Now the imposter syndrome is not limited to PhD students, but I think that many PhD students do feel this way, either occasionally, or frequently. Everyday you are banging your head against a problem, where the solution involves doing something you are bad at. For a mechanical engineer, that might mean understanding electrodynamics, for an electrical engineer that might mean learning solid mechanics, for a physicist that might be learning chemistry.

The heart of a problem in a PhD is learning how to teach yourself the tools you need to solve your research problems. You used to rely on a parent, or teacher or professor to distill information for you, but a PhD is about learning to do the impossible, and it is very rare that the 'impossible' is your exact area of expertise. Your personal 'impossible' is the largest hurdle you will ever face.

And while you are banging your head against the wall trying to do something you are not good at, you start to forget that you are an expert in many things, you are really brilliant, and that you are successful, competent, and in fact worthy. Even if you know what imposter syndrome is, sometimes you will feel this way.

I am here to say it isn't true, you are not an imposter. Tuesday I felt that way, but the important thing to do is to go to your friends and talk with them. They are not going to lie, they will tell you truth, you are awesome/hardworking/smart, whatever. You are not an imposter, you do know what you are doing, no one is going to kick you out for incompetence, or laziness, or because you are retarded. But don't hear it from me, ask your friends.

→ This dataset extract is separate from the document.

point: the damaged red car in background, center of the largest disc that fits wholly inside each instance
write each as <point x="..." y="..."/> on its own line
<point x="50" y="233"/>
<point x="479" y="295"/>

There are other things you can do help prevent these overwhelming feelings.
  • Be friends with a variety of people. Don't hang out with only your research group, or only PhD students, there are many types of people in the world, find them.
  • Have a hobby that has nothing to do with your work. 
  • Take time to remember successes, rewards, goals that you have accomplished in the last month 
  • Take at least 1 day off work a week, to give yourself a break, time to catch up with life, and do fun things.
  • Find a mentor, who isn't your advisor and meet with them to talk about issues. This could be a senior student, or a different professor, but don't keep your feelings to yourself.
Aside from self-confidence, the other side of the issue is the admission on fallibility.

You are not God, you will make mistakes, you will not always be right, people who seem that way are bullshitting. When you make a mistake, you are not incompetent, you are normal, fallible, and working on something that carries risk. If it was all sunshine and butterflies, then someone did it in 1912 with antiquated equipment, or derived it in 1960 by hand.

It is pretty easy to get caught up in an environment where all of your results must be positive, all of your theories have matching experiments, but at the end of the day, it is the unexpected results which will lead to exciting discoveries. You are a student, and it many ways a PhD is much more like a traditional apprenticeship, you dedicate several years of your life to acquire a set of skills. If you already knew these skills, then there would have been no point is spending the time getting a PhD. By all means join the workforce immediately. But, since you are learning these skills, you aren't always going to get it right.

Don't let mistakes destroy your confidence, but do develop ways to double check your work before you present it. Maybe it is a good idea to draw a diagram, or wait a day to go over it again. I still need to work on this, so I don't have as many ideas.

Hey, I never said I had all the answers, I just figure if I am going to complain about something, I should have a few ideas to offer. You are not faking it, you are awesome, and you are going to do, and have already done, amazing things.